There is also a psychological concept of "Social Surrogates" which is fundamental here; see Social Surrogates, Social Motivations, and Everyday Activities: The Case for a Strong, Subtle, and Sneaky Social Self - https://www.sciencedirect.com/science/chapter/bookseries/abs...
When you are younger, you belong in school. When you get older, you belong at work.
If you fall out of any of these social structures its extremely difficult to find your way back in.
I was already pretty disconnected from society and people in general when my divorce hit and now I am completely untethered from any kind of community. Living is miserable I hate my life and I do not want to exist like this anymore.
None of the solutions people provide are easy or functional. "Go meet people" is the most vague, unhelpful bullshit ever.

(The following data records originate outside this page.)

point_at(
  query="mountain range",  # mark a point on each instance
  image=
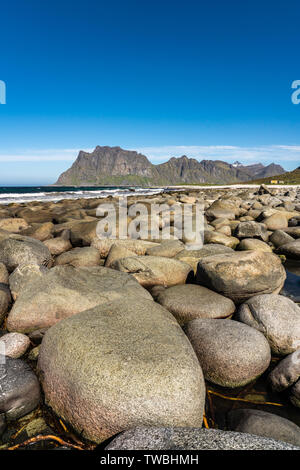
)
(115, 166)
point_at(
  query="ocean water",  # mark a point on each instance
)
(54, 193)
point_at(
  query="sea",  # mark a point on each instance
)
(54, 193)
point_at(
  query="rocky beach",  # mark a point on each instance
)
(152, 343)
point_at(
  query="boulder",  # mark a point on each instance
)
(121, 365)
(264, 424)
(40, 232)
(58, 245)
(159, 438)
(154, 270)
(253, 244)
(290, 250)
(14, 344)
(168, 248)
(295, 394)
(286, 373)
(19, 249)
(241, 275)
(20, 390)
(230, 353)
(13, 225)
(77, 257)
(3, 274)
(277, 317)
(5, 300)
(117, 251)
(24, 273)
(64, 291)
(279, 237)
(220, 239)
(189, 301)
(139, 247)
(251, 229)
(83, 233)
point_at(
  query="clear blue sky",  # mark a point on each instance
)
(209, 79)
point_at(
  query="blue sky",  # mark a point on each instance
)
(207, 79)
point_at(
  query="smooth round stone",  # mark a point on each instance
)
(5, 300)
(79, 257)
(122, 364)
(220, 239)
(264, 424)
(58, 245)
(117, 252)
(279, 237)
(14, 344)
(230, 353)
(2, 424)
(188, 301)
(64, 291)
(251, 229)
(23, 274)
(19, 388)
(159, 438)
(241, 275)
(150, 271)
(168, 248)
(295, 394)
(286, 373)
(276, 221)
(3, 274)
(139, 247)
(17, 249)
(277, 317)
(290, 250)
(253, 244)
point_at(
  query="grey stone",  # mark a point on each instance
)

I think the reality is some people, no matter how intelligent, caring or otherwise full of empathy they may be are just "too far gone" for anyone to have the initiative or concern to care about us. The world is so corroded and socially poisoned that any kind of meaningful effort in this kind of thing is pointless. Anybody with time or money is busy making money.
You can't solve the epidemic because it is a byproduct of multiple irreparably broken systems. People will continue to fall through the cracks and it will get worse. I don't know what happens after that but we'll probably all be dead.